Jakarta, 4/3 (ANTARA) - Dalam rangka meningkatkan daya saing ekspor perikanan, Kementerian Kelautan dan Perikanan (KKP) berupaya terus melakukan negosiasi penurunan tarif bea masuk ke Jepang yang sebesar 3,5% untuk tuna segar dan 9,5% untuk tuna kaleng. Demikian disampaikan Menteri Kelautan dan Perikanan, Fadel Muhammad saat melakukan pelepasan ekspor tuna ke Jepang di Padang, Provinsi Sumatera Barat (4/3).

     Lebih lanjut Fadel menyampaikan bahwa, dari data yang ada nilai ekspor hasil perikanan Indonesia ke pasar produktif (AS, Jepang dan UE) saat ini mencapai 70% dan 22% di pasar prospektif (Asia Tenggara dan Asia Timur) serta pasar potensial (Timur Tengah, Afrika, dan eks Eropa Timur) sebesar 8%. KKP melakukan diversifikasi pasar ke Timur Tengah dan Afrika karena tampak sekali masih rendahnya nilai ekspor ke pasar potensial tersebut. Pada awal Januari 2010 yang lalu, KKP telah memulai perluasan pasar ke Iran, UEA dan Mozambik. Hingga tahun 2009, total nilai ekspor hasil perikanan Indonesia mencapai US$ 2,4 miliar, di mana sebesar US$ 611 juta dihasilkan dari ekspor ke Jepang. Khusus ekspor tuna, tahun 2009 mencapai US$ 243 juta, yang mana US$ 128 juta diperoleh dari ekspor tuna ke Jepang.

     Upaya yang dilakukan untuk mewujudkan visi KKP, yaitu Indonesia sebagai Penghasil Produk Kelautan dan Perikanan Terbesar di Dunia pada tahun 2015, dan dengan Misi Mensejahterakan Masyarakat Kelautan dan Perikanan, KKP dituntut memacu ekspor hasil perikanan. Hal ini terkait dengan kemampuan untuk meningkatkan produksi perikanan, baik dari perikanan budidaya dan perikanan tangkap di industri hulu, dan pengembangan pengolahan serta pemasaran, di industri hilir. Di sisi industri, diperlukan pelaku usaha yang kokoh dan solid, baik dari segi produksi maupun pasca panennya, untuk mendukung pertumbuhan.

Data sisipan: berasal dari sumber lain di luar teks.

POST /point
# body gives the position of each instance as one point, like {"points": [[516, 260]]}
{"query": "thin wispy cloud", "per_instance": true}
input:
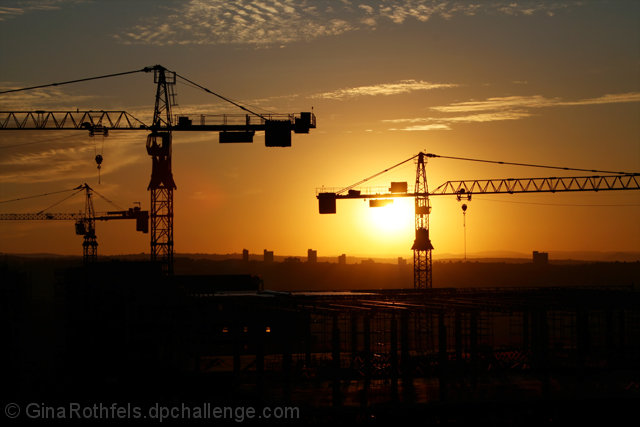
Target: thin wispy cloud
{"points": [[499, 109], [50, 159], [279, 22], [52, 98], [401, 87], [12, 9]]}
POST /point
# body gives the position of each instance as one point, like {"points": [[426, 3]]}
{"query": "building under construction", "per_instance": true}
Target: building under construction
{"points": [[450, 354]]}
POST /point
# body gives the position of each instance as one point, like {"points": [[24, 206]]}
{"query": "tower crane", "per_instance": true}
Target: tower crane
{"points": [[85, 222], [422, 246], [238, 128]]}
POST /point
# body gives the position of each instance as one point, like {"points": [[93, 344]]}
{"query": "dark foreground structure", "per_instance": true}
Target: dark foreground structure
{"points": [[508, 356]]}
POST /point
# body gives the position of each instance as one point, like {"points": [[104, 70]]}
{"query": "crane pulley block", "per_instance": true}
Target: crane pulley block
{"points": [[327, 203], [236, 136], [277, 133]]}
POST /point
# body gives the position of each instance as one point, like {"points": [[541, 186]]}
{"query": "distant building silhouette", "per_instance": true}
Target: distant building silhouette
{"points": [[540, 257], [312, 256]]}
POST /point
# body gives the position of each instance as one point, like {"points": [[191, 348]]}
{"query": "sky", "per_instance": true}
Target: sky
{"points": [[540, 82]]}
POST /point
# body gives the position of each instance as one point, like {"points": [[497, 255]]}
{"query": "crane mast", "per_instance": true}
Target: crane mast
{"points": [[277, 128], [85, 222], [422, 246], [161, 185]]}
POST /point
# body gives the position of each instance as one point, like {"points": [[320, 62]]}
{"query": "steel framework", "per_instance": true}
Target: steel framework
{"points": [[422, 246]]}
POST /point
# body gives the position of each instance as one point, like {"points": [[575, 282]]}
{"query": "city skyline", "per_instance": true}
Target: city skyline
{"points": [[553, 83]]}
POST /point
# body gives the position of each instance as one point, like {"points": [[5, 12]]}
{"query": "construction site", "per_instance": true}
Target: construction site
{"points": [[513, 355]]}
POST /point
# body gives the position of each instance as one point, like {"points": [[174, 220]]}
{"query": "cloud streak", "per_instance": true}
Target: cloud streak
{"points": [[501, 108], [20, 7], [278, 22], [401, 87]]}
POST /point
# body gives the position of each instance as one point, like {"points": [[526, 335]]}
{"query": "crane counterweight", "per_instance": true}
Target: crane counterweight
{"points": [[422, 246]]}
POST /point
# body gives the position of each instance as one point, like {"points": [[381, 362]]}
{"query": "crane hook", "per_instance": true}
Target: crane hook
{"points": [[99, 163]]}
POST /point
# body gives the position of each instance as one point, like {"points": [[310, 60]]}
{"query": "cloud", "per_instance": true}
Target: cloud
{"points": [[278, 22], [501, 108], [21, 7], [403, 86], [535, 101], [435, 126], [51, 98], [48, 157]]}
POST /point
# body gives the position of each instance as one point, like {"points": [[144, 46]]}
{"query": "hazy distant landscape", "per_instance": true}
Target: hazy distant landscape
{"points": [[295, 273]]}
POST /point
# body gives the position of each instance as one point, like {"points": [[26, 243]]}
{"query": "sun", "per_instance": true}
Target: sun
{"points": [[393, 218]]}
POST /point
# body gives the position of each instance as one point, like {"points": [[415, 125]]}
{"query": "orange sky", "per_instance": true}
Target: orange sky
{"points": [[537, 82]]}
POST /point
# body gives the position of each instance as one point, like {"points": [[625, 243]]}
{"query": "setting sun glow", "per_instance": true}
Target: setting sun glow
{"points": [[394, 217]]}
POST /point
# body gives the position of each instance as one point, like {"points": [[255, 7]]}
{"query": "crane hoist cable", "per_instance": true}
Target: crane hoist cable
{"points": [[530, 165], [79, 189], [221, 97], [37, 195], [431, 155], [107, 200], [74, 81], [145, 69]]}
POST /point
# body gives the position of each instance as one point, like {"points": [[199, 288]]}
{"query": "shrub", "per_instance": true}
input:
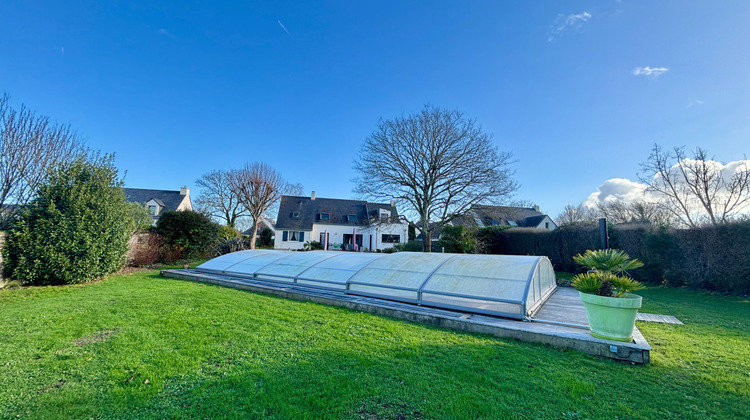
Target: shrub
{"points": [[458, 239], [492, 240], [146, 249], [228, 232], [187, 234], [226, 246], [75, 230], [411, 246]]}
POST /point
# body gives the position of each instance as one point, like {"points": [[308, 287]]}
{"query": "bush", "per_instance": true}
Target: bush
{"points": [[146, 249], [75, 230], [226, 246], [411, 246], [458, 239], [187, 234], [228, 232]]}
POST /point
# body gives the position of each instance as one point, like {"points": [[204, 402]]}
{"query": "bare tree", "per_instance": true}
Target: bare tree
{"points": [[258, 188], [29, 146], [697, 190], [217, 199], [574, 214], [437, 162]]}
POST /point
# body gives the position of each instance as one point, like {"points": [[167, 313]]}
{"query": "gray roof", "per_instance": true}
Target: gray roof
{"points": [[500, 216], [169, 199], [308, 211]]}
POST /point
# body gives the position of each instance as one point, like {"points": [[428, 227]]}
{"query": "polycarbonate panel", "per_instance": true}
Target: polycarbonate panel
{"points": [[250, 266], [220, 264], [335, 272], [502, 285], [292, 265], [390, 276], [489, 276], [509, 310]]}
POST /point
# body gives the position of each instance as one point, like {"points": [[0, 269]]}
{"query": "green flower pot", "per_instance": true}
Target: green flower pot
{"points": [[611, 318]]}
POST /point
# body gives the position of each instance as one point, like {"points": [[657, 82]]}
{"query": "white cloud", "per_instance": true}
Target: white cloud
{"points": [[166, 33], [283, 27], [627, 191], [650, 71], [617, 189], [564, 23]]}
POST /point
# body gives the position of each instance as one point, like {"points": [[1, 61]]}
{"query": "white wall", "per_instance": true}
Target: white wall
{"points": [[280, 243], [546, 220], [336, 235]]}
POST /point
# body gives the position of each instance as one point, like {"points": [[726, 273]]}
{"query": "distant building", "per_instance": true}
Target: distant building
{"points": [[159, 201], [480, 216], [338, 224], [484, 216]]}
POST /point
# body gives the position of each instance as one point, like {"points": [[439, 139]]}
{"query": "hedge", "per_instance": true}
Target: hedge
{"points": [[710, 258]]}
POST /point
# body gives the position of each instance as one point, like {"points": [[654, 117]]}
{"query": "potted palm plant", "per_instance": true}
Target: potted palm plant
{"points": [[605, 292]]}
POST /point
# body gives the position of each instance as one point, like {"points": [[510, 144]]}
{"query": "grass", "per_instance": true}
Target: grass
{"points": [[142, 346]]}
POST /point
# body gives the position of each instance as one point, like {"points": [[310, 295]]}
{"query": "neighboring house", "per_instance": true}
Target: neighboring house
{"points": [[338, 224], [263, 223], [484, 216], [159, 201], [480, 216]]}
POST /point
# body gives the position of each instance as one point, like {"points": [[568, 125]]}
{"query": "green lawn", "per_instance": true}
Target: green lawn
{"points": [[142, 346]]}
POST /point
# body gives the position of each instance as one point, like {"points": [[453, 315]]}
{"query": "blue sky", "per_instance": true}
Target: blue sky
{"points": [[577, 91]]}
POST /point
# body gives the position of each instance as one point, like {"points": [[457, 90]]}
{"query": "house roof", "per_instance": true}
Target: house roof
{"points": [[301, 212], [483, 215], [171, 200]]}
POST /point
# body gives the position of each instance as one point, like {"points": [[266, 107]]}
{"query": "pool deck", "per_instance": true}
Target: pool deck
{"points": [[560, 322]]}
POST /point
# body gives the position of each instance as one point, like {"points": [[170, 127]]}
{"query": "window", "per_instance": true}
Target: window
{"points": [[390, 239], [292, 236]]}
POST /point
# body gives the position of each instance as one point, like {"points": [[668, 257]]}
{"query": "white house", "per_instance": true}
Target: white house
{"points": [[483, 216], [338, 224], [159, 201]]}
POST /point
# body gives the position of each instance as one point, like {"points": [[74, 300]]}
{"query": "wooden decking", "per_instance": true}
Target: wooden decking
{"points": [[663, 319], [561, 322]]}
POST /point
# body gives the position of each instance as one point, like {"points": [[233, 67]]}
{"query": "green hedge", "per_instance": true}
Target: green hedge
{"points": [[711, 258], [75, 230]]}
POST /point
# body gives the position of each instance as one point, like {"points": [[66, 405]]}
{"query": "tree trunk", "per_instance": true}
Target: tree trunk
{"points": [[426, 241], [253, 234]]}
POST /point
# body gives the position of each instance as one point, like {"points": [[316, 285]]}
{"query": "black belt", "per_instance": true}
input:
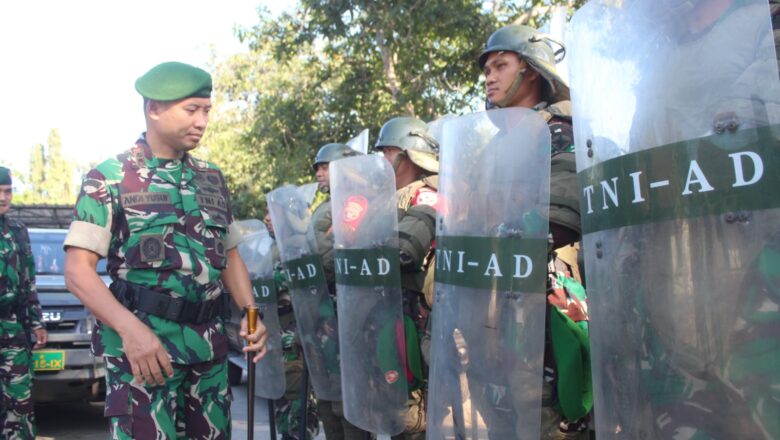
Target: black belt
{"points": [[138, 298], [6, 311]]}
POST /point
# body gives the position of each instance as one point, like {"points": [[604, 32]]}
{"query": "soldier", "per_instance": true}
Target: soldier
{"points": [[163, 220], [690, 269], [20, 314], [287, 409], [519, 67], [331, 412], [412, 151]]}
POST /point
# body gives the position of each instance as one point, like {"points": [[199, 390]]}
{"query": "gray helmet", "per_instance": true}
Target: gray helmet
{"points": [[411, 136], [536, 49], [330, 152]]}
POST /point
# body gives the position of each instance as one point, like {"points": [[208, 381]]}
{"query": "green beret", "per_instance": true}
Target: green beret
{"points": [[5, 176], [172, 81]]}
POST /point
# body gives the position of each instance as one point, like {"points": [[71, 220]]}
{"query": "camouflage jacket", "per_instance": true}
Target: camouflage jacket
{"points": [[322, 227], [17, 281], [165, 224], [417, 204]]}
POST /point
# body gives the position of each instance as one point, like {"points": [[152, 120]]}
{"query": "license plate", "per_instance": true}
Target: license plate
{"points": [[49, 360], [51, 316]]}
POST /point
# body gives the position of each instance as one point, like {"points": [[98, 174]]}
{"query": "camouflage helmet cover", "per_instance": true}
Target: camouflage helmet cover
{"points": [[536, 49], [411, 136], [333, 151]]}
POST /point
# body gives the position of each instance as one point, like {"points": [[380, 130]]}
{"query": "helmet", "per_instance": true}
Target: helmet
{"points": [[330, 152], [536, 49], [411, 136]]}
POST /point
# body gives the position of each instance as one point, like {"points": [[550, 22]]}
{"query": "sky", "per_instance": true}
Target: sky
{"points": [[72, 65]]}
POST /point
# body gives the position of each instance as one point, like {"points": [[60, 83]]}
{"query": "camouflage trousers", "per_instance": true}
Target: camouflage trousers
{"points": [[193, 404], [16, 407], [335, 425], [287, 410]]}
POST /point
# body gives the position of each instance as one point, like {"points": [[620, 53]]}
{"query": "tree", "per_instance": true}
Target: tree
{"points": [[50, 179], [334, 67]]}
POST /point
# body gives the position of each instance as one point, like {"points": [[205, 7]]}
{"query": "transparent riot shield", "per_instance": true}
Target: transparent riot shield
{"points": [[313, 307], [486, 372], [256, 251], [676, 112], [368, 282]]}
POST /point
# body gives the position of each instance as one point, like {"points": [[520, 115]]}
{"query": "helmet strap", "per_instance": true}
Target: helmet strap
{"points": [[513, 89]]}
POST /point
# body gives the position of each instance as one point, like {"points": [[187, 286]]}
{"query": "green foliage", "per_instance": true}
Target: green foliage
{"points": [[335, 67], [50, 178]]}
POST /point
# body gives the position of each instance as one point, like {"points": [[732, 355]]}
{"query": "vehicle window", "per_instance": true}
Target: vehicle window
{"points": [[49, 255]]}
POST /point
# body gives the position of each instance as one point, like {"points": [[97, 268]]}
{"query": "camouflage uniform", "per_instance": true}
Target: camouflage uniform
{"points": [[165, 224], [416, 228], [287, 409], [19, 297], [567, 315], [565, 292]]}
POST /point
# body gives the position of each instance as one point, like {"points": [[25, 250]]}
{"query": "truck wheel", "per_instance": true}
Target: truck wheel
{"points": [[234, 374]]}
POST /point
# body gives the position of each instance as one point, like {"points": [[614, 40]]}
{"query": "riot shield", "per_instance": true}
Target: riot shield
{"points": [[487, 352], [371, 320], [313, 307], [256, 251], [676, 112]]}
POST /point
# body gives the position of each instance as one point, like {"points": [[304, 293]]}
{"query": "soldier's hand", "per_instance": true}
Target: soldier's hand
{"points": [[41, 338], [256, 341], [147, 356]]}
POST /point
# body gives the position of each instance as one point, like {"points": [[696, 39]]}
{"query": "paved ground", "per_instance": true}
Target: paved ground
{"points": [[84, 421]]}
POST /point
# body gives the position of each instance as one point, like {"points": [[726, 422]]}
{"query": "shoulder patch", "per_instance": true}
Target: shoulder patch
{"points": [[425, 196]]}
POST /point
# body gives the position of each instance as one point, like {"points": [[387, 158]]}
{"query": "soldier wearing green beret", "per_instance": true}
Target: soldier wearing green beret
{"points": [[163, 220], [20, 316]]}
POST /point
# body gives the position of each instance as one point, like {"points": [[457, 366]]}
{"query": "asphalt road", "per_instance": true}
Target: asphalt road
{"points": [[84, 421]]}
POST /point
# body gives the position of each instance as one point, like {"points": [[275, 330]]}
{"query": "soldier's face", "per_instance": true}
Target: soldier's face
{"points": [[6, 194], [323, 175], [391, 154], [268, 224], [501, 70], [180, 124]]}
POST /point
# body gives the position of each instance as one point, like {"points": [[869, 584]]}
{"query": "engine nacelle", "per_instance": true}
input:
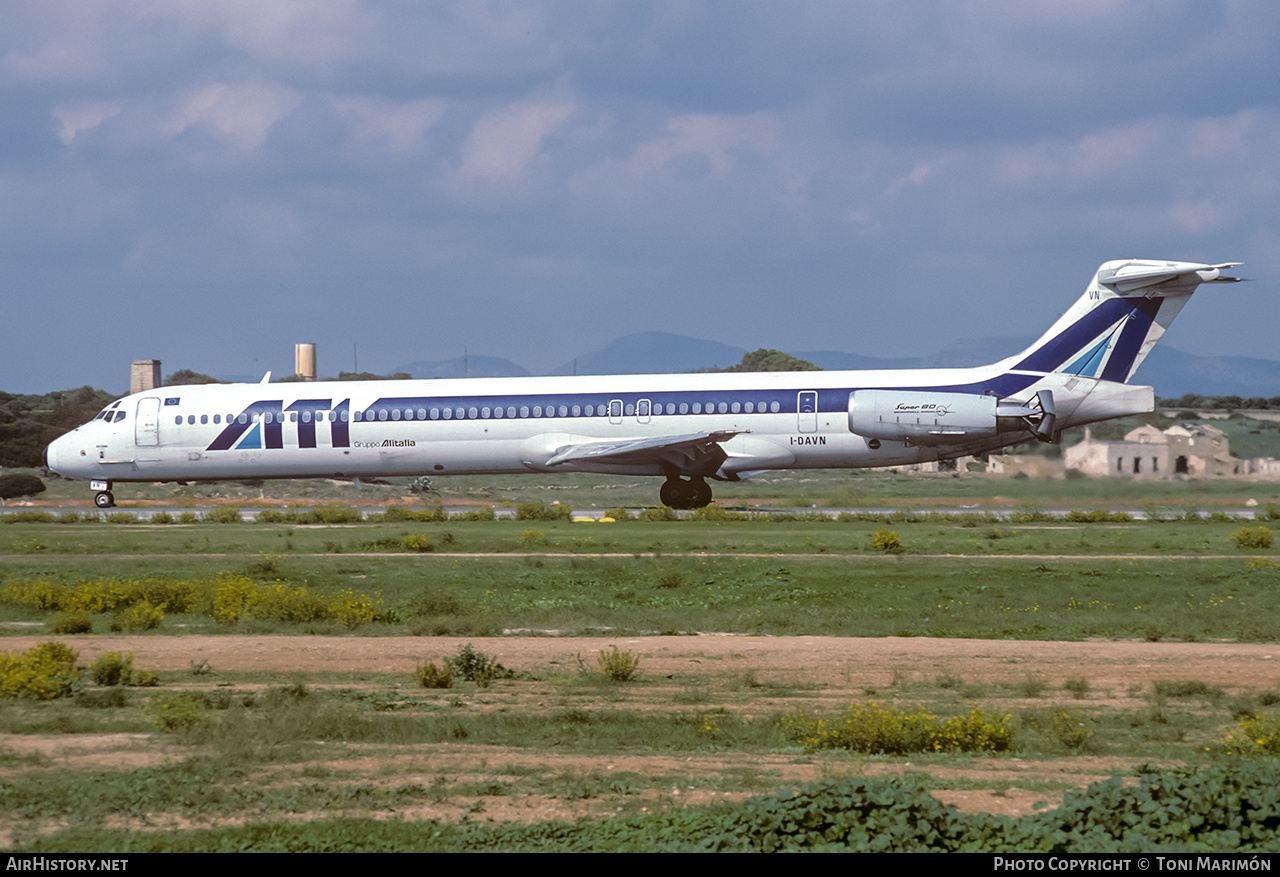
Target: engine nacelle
{"points": [[937, 418]]}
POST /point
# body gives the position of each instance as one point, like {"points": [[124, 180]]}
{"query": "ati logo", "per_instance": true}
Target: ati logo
{"points": [[261, 425]]}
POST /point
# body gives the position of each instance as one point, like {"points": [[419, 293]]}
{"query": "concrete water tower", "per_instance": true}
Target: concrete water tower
{"points": [[144, 375], [305, 361]]}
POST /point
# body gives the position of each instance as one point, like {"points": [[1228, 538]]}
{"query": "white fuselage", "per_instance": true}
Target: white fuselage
{"points": [[362, 429]]}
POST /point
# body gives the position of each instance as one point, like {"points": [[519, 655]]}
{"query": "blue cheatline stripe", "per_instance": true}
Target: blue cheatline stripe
{"points": [[259, 433], [1088, 364], [1054, 354], [1132, 337]]}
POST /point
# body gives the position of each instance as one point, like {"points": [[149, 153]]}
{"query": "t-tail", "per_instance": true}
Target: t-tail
{"points": [[1125, 310]]}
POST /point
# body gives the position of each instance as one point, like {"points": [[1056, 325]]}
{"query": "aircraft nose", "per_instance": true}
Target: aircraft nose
{"points": [[58, 455]]}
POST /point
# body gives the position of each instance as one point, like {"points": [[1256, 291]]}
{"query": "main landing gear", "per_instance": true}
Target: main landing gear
{"points": [[680, 493]]}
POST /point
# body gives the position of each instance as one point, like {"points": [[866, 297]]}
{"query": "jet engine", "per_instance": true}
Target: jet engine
{"points": [[941, 418]]}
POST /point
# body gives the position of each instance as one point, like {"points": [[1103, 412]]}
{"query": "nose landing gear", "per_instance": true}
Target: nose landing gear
{"points": [[103, 498], [680, 493]]}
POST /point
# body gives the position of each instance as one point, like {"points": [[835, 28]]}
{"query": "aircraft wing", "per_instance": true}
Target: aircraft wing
{"points": [[685, 453]]}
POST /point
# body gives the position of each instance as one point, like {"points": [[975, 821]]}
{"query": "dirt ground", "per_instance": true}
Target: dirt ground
{"points": [[831, 671]]}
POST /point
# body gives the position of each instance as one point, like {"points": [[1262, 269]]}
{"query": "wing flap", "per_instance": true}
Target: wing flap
{"points": [[688, 453]]}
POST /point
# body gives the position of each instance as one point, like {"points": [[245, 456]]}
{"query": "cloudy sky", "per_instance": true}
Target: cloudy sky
{"points": [[208, 182]]}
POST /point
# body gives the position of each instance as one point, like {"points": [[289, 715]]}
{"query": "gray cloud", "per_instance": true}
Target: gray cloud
{"points": [[210, 182]]}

     Pelabuhan Perikanan Samudera Bungus, Sumatera Barat adalah salah satu pelabuhan yang terutama melakukan ekspor tuna sejak tahun 2008. Dengan lokasi yang relatif dekat dengan wilayah penangkapan ikan (fishing ground), maka Bungus dapat memberikan keuntungan tersendiri, yakni menghemat biaya operasional armada penangkapan ikan untuk bahan bakar dan biaya logistik lainnya, serta dapat menghemat waktu perjalanan dari saat penangkapan menuju tempat pendaratan. Sebagaimana diketahui bahwa ikan adalah produk yang sangat cepat atau mudah mengalami kemunduran mutu. Dengan demikian usaha penghematan waktu di laut adalah sangat penting. Oleh karena itu pula untuk tuna segar secara mutlak dari Sumatera Barat diperlukan trayek penerbangan ke Jepang, sebagai pasar tunggal sashimi. Volume ekspor tuna segar dari Pelabuhan Perikanan Samudera Bungus ke Jepang rata-rata sebesar 3 ton/hari, sedangkan volume ekspor rata-rata tuna beku ke AS adalah 1 ton/hari sejak tahun 2008. Dalam melakukan ekspor tersebut, Pelabuhan Perikanan Samudera Bungus bekerjasama dengan Cardig Air melalui Bandara Minangkabau, Sumatera Barat sampai saat ini telah melakukan pengiriman sebanyak 14 ton/pengiriman/minggu sejak bulan April 2009.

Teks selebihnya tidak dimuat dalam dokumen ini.